Hasta las elecciones al Parlamento del País Vasco y de Cataluña, y hasta el 28 de febrero de 1980, en el suceso de Andalucía, Adolfo Suárez seguía siendo un presidente fuerte, aunque no tan fuerte como el anterior a las elecciones municipales de 1979. Ese día perdió una gran parte de su base electoral fabricada en el Ministerio del Interior. Romero Robledo que resucitara ya no podría hacer mucho. Su partido, que es quien regenta el poder, ya no tiene tampoco -tras un monumental descalabro- ni Cataluña, ni el País Vasco, ni Andalucía.

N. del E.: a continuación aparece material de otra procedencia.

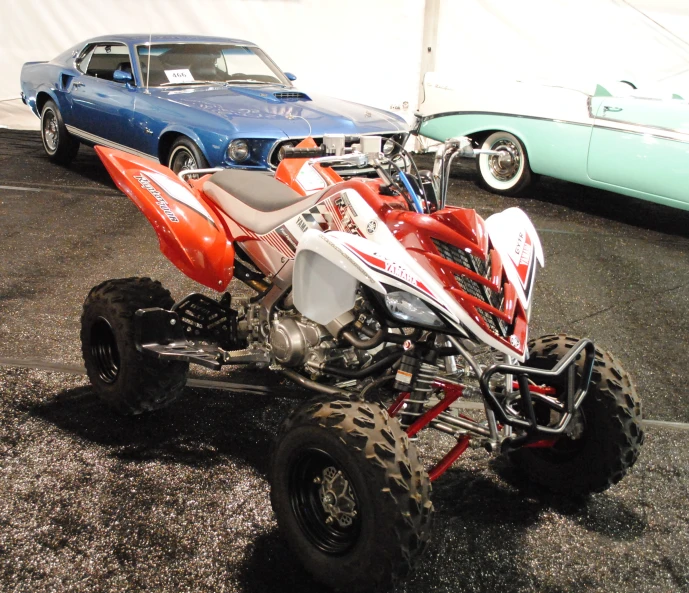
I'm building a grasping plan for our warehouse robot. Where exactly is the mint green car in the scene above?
[418,73,689,210]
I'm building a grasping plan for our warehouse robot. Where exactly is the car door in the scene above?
[587,96,689,202]
[66,43,137,146]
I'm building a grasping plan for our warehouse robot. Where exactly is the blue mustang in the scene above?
[21,35,407,172]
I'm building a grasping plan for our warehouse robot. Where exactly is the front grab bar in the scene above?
[479,338,596,436]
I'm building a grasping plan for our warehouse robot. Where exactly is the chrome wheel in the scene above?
[42,109,60,153]
[476,132,531,196]
[170,146,199,173]
[488,138,522,181]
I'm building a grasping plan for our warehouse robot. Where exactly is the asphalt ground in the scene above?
[0,130,689,593]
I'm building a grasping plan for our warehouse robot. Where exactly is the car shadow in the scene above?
[29,387,647,593]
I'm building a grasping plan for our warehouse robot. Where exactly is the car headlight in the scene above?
[227,140,249,163]
[385,291,445,327]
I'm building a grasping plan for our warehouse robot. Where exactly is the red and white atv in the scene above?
[81,136,643,591]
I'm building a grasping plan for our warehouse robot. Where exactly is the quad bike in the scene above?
[81,135,643,591]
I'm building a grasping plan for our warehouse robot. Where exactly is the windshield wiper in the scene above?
[160,80,225,86]
[225,78,275,84]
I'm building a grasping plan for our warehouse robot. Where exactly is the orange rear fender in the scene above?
[95,146,234,291]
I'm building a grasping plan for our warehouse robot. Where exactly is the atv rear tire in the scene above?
[270,398,433,591]
[510,335,644,496]
[81,278,189,414]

Solamente con esto, ya no se puede ser titular del Gobierno de la nación. Pero, después de la moción de censura de los socialistas en el Parlamento, recientemente, y sin haber tenido otra asistencia en el Congreso que la de su partido en solitario -que es una minoría mayoritaria-, su situación es de una precariedad angustiosa. En esta situación Adolfo Suárez no puede gobernar, ni es posible hacer el desarrollo constitucional. Esta ya no es solamente una situación de precariedad política o de debilitamiento personal, esta es la situación de un náufrago, y la repercusión de este acontecimiento, ya no es solamente personal, sino colectiva. Sus avatares personales -aunque sea tristedebe soportarlos él solo, pero no el pueblo español. Un político clásico habría dimitido, pero Adolfo Suárez es otra especie de político. Su atmósfera es el poder, y o la respira o se ahoga. Por eso alguien tendrá que decirle alguna vez que el poder no es el aire, y que debe acostumbrarse a respirar como los demás mortales.

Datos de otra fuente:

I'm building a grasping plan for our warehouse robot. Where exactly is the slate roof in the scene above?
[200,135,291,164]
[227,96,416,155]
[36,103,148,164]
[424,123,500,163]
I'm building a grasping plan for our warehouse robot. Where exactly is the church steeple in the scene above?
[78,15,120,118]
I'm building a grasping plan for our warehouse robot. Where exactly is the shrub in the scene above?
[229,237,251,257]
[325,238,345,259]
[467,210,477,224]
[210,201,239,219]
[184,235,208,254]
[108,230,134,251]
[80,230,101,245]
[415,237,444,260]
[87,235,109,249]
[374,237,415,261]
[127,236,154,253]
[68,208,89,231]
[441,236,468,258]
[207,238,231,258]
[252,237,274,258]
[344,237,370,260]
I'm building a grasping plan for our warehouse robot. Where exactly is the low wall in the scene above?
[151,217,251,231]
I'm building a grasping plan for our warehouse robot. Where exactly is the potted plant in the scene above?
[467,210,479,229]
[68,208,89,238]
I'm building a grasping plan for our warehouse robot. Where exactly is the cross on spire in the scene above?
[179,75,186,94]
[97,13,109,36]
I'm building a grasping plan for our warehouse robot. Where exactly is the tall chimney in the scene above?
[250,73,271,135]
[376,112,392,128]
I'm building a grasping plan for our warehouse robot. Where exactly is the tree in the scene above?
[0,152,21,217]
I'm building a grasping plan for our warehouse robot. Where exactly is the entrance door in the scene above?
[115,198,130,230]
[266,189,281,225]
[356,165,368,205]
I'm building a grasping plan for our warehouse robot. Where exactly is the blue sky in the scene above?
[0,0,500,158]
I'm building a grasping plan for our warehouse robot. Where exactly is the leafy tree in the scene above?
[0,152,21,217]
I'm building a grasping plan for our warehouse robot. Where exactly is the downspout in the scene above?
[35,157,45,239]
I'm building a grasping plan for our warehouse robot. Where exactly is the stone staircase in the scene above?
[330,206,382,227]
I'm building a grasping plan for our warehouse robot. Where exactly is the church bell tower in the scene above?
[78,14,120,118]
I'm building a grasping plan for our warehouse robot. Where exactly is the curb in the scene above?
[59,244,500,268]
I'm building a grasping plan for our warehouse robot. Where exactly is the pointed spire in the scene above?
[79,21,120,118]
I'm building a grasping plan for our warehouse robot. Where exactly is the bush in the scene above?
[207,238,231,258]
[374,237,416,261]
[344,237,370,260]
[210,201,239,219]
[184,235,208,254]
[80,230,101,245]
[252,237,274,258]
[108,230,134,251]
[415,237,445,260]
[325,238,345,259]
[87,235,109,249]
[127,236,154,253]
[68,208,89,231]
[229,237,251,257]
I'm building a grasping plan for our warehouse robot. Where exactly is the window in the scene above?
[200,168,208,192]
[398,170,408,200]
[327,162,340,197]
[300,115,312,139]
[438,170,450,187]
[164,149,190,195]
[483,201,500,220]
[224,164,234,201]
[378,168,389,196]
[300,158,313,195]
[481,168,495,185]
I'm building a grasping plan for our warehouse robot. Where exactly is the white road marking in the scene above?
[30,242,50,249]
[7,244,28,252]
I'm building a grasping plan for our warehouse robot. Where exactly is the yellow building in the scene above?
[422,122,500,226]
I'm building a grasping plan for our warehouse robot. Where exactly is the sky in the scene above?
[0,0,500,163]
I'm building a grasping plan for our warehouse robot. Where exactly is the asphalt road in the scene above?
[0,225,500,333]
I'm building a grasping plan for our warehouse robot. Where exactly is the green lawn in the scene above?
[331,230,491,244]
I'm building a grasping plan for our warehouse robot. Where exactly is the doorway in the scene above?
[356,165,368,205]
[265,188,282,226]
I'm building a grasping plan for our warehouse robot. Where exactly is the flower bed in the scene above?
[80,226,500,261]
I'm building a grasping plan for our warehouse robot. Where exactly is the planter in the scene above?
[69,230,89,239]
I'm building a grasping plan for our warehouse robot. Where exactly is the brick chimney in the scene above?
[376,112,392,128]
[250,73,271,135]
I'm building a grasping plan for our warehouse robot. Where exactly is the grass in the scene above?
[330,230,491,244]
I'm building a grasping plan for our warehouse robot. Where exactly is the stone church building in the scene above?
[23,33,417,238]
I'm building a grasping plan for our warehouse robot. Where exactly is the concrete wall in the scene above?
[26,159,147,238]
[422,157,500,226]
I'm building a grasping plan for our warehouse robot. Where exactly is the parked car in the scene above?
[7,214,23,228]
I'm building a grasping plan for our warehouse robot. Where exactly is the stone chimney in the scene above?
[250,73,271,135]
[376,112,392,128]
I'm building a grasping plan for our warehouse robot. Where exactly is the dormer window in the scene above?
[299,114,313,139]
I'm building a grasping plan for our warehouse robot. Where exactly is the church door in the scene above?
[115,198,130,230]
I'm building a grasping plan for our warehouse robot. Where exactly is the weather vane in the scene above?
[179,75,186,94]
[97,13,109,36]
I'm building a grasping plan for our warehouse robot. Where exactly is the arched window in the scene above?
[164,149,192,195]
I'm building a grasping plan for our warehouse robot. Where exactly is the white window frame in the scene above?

Ya estamos afectados todos los españoles desde el momento en que la acción de gobernar resulta iniposible o escasa. Objetivamente, y claramente, estamos ante una situación de crisis profunda. Sus soluciones no son más que dos: o suspensión de las Cortes actuales, con todo el descrédito que supondría para la democracia hacerlo a poco más de un año de las últimas elecciones generales, o crear una nueva mayoría parlamentaria mediante consenso global para hacer el desarrollo constitucional, dejando libre al control de la oposición los actos de gobierno. Este podría ser, entre otros, un mecanismo para seguir adelante.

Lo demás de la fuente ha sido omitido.